LYNN — A complete renovation of the Lynn Memorial City Hall foyer is the city’s way of honoring its veterans.
City officials say the project is part of a larger one to spruce up City Hall. The building itself, including the Auditorium, is dedicated to veterans.
“When it was established as a memorial for WWII veterans and all veterans really in some respects, it was done to honor them in a way that you could see from coming in here,” said Mayor Thomas M. McGee. “When it was brand new, it must have been shiny and we’re starting to see the shine come back through lots of elbow grease and scrubbing.”
Some of the renovations include restoring the gold lettering for the engravings in the foyer, buffing up and restoring the brass in areas, including the railing, putting in new rugs and two new flags.
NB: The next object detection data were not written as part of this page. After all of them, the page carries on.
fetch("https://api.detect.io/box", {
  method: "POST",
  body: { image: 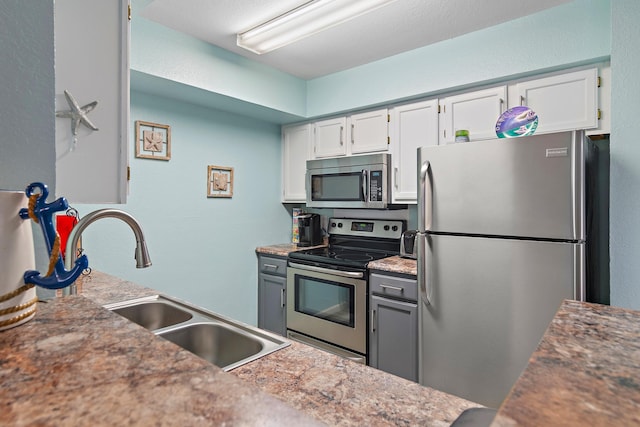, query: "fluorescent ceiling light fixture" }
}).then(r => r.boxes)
[237,0,395,55]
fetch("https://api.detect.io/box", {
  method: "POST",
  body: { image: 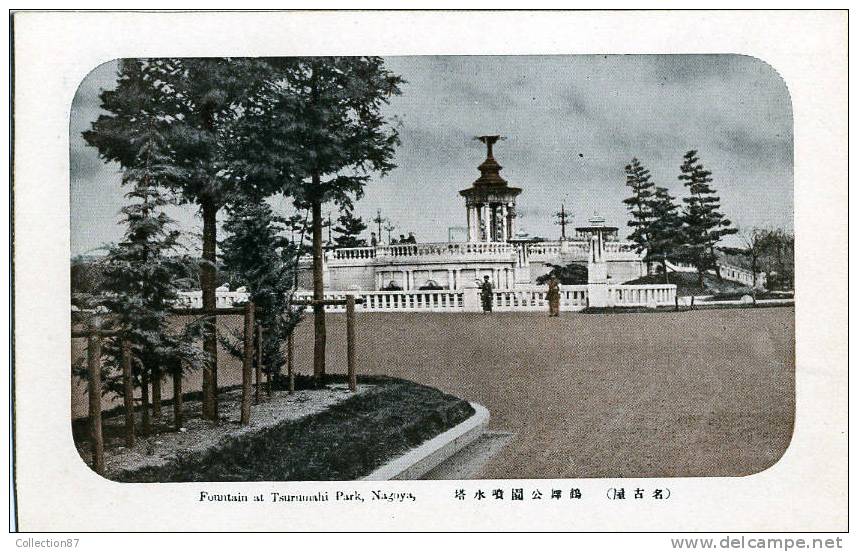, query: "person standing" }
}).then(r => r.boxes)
[480,276,494,312]
[548,274,560,316]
Work was also done to refurbish the plaques honoring the fallen from past wars, according to Michael Sweeney, director of veterans services for the city.
The project will also include two new museum-quality cabinets, replacing the two outdated cabinets that house military items and the names of city war veterans. The display cases, paid for with a $13,460 state grant and matching grant from the city, are expected to arrive by the winter, Sweeney said.
The project has been a collaborative effort among the mayor’s office, the Department of Veterans Services, the Downtown Lynn Cultural District and the Public Arts Commission.
It is part of an initiative set in motion after the mayor came into office in January and noticed that the building could use some art and sprucing up a bit. The idea was for people who come to City Hall to have an experience rather than just a visit.
“Scrubbing down that brass is just one of those examples of enhancing the beauty we already have,” said Carolyn Cole, director of the Downtown Lynn Cultural District. “It really brings that history to life.”
The decision to start those efforts with the veterans foyer was threefold — city officials had a target date of Veterans Day to work with, City Hall turns 70 years old next year and it would serve as a kickoff to a larger project in 2019, and Veterans Day this year marks the centennial anniversary of the end of WWI, according to Robin Ennis, the mayor’s deputy chief of staff.
The work and securing the funds for the project has been an eight-month process.
“I think this effort just reaffirms the commitment to veterans the city has to keep this a living monument to them and reaffirms that commitment from the very first day that it was built, the intent of it,” said Ennis. “(Veterans) are very quiet and humble about their service. This project is a quiet way of thanking them.”
The changes to the foyer will be unveiled during the Veterans Day ceremonies Sunday. When people walk in, they’re going to see the changes, but there will also be an announcement made during the Veterans Day breakfast at 8:30 a.m.
The Veterans Day ceremony starts at 10 a.m. in the Auditorium. It will be an opportunity for veterans to come up and be recognized for their service. Veterans will have a chance to say a few words if they so choose, usually an emotional experience for those in attendance. Last year, 115 veterans participated, according to Sweeney.
“It’s a real beautiful, beautiful ceremony,” Sweeney said. “A lot of times veterans want to be acknowledged, but they don’t want to get into (it). No one wants to make it about them, but they’re proud of their service and I think it’s a nice way to do that.”
At 11 a.m., the ceremony will pause to participate in a nationwide event marking the armistice, or the time World War I ended, Nov. 11, 1918 at 11 a.m., the 11th hour of the 11th day.
Nationwide, church bells will ring 21 times at that hour, with several Lynn churches taking part. The bell ringing is an initiative of the United States WWI Centennial Commission and is meant to honor the fallen and those who served in the war.
“I think our Veterans Day program and the way the city is refurbishing this living memorial to veterans, I think it speaks highly of the city of Lynn,” Sweeney said. “People always tell you that they’re never going to forget your service, but when we talked about veterans that died 100 years ago, that’s kind of where the rubber hits the road.
“If you don’t honor those men who died 100 years ago, what are you telling the guy who’s serving today? In a very real way, by honoring those who fell before, you’re honoring the service of those who are overseas, because they’re going to believe you when you tell them you’re never going to forget their service.”